Dans les ruelles du quartier informel de Kawéni à Mamoudzou, une équipe de l’Agence régionale de santé arpente les habitations de fortune. Leur mission : identifier les cas suspects de chikungunya et limiter la propagation du virus. Les symptômes ne trompent pas – fièvre, douleurs articulaires –, mais de nombreux habitants renoncent aux soins, faute de moyens ou par habitude de l’automédication. Avec seulement un médecin généraliste pour cinq fois moins d’habitants qu’en métropole, Mayotte affiche un taux de renoncement aux soins de 45 %, bien supérieur à la moyenne nationale.

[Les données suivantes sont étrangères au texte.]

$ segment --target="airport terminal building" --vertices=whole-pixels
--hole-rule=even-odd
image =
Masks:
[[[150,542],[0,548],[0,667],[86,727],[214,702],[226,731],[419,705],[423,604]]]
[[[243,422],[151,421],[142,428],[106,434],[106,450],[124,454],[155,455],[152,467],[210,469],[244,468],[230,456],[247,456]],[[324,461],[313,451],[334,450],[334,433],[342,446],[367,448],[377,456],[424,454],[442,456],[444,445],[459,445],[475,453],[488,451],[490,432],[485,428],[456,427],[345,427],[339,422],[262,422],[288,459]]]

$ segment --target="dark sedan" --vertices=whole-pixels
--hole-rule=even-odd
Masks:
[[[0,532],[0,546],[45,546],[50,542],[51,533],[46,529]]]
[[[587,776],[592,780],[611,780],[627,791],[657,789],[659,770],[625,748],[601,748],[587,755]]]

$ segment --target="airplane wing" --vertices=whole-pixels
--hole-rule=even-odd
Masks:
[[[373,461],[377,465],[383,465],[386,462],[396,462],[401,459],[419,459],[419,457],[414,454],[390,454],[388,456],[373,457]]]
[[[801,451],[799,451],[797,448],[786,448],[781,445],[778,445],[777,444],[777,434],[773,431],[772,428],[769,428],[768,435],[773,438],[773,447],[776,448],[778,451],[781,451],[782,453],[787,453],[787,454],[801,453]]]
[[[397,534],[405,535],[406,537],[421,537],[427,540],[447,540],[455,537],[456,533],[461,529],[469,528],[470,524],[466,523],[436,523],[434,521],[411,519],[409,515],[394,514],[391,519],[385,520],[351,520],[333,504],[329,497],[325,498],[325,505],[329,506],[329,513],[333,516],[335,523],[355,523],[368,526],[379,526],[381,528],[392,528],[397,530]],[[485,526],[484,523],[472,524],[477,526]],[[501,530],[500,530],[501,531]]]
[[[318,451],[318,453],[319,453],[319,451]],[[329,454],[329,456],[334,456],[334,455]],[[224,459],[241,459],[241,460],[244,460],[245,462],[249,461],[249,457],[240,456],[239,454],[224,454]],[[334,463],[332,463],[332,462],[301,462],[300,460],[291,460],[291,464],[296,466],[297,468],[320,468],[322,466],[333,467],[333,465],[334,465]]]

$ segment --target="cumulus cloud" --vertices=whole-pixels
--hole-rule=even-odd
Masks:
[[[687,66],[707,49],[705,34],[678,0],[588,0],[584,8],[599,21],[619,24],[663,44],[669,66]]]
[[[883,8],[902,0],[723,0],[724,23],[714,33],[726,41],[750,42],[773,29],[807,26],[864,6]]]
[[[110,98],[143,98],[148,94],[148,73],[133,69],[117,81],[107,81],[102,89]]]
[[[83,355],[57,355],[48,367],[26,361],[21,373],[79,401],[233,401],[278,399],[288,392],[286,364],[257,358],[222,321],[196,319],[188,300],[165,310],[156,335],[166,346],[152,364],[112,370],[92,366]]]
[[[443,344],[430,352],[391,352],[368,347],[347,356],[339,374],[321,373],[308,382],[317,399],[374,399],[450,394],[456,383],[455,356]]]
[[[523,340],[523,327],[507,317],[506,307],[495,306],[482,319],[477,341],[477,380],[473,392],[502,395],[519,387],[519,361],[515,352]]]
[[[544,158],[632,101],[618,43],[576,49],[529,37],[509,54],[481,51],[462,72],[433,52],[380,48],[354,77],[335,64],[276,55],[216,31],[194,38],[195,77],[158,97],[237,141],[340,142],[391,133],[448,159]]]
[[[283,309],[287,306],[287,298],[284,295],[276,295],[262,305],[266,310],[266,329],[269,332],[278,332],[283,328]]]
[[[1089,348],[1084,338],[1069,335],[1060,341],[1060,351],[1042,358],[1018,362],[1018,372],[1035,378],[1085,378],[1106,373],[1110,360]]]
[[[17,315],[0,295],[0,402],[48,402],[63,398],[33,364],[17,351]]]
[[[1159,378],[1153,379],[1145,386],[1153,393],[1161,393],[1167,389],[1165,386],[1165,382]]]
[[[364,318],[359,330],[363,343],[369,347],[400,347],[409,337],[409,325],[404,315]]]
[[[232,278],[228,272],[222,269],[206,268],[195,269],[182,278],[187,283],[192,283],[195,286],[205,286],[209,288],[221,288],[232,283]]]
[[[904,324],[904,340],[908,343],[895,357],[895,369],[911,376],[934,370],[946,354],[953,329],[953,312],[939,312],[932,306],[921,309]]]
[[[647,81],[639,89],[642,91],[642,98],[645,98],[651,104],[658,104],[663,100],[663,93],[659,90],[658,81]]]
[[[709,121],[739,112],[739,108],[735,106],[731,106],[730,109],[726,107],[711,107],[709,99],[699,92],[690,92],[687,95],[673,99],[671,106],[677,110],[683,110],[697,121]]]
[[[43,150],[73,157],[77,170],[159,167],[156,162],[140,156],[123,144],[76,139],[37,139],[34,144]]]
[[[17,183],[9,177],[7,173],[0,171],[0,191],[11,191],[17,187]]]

Les interventions se multiplient depuis l’arrivée du virus en mars, importé de La Réunion où l’épidémie a pris une ampleur historique. Les autorités ont activé le niveau 2B du plan Orsec, avec 205 cas officiellement recensés. Mais sur le terrain, les défis s’accumulent. Les stocks de moustiquaires et de répulsifs sont insuffisants pour couvrir les besoins des familles nombreuses entassées dans des logements précaires. Les équipes sanitaires adaptent leurs distributions, parfois contraintes de limiter à deux moustiquaires par foyer, malgré des habitations abritant jusqu’à six personnes.
La tâche est d’autant plus complexe que le cyclone Chido, qui a frappé l’île en décembre, a dispersé des populations entières, rendant difficile le traçage des foyers contaminés. Les agents peinent à localiser les patients, leurs coordonnées n’étant pas systématiquement mises à jour par l’hôpital. Parallèlement, les coupures d’eau chroniques poussent les habitants à stocker des réserves mal couvertes, créant des gîtes larvaires idéaux pour les moustiques tigres.
L’hôpital de Mayotte, déjà saturé avec seulement 1,4 lit pour 1 000 habitants, pourrait rapidement être submergé en cas de flambée épidémique. Les autorités redoutent un scénario similaire à celui de La Réunion, où plus de 50 000 cas ont été officiellement déclarés depuis janvier. Face à cette menace, les équipes sanitaires multiplient les pulvérisations d’insecticide et les signalements de zones à risque, comme les cours d’eau encombrés de détritus. Mais dans un territoire marqué par la précarité et l’isolement, la bataille contre le chikungunya s’annonce longue et incertaine.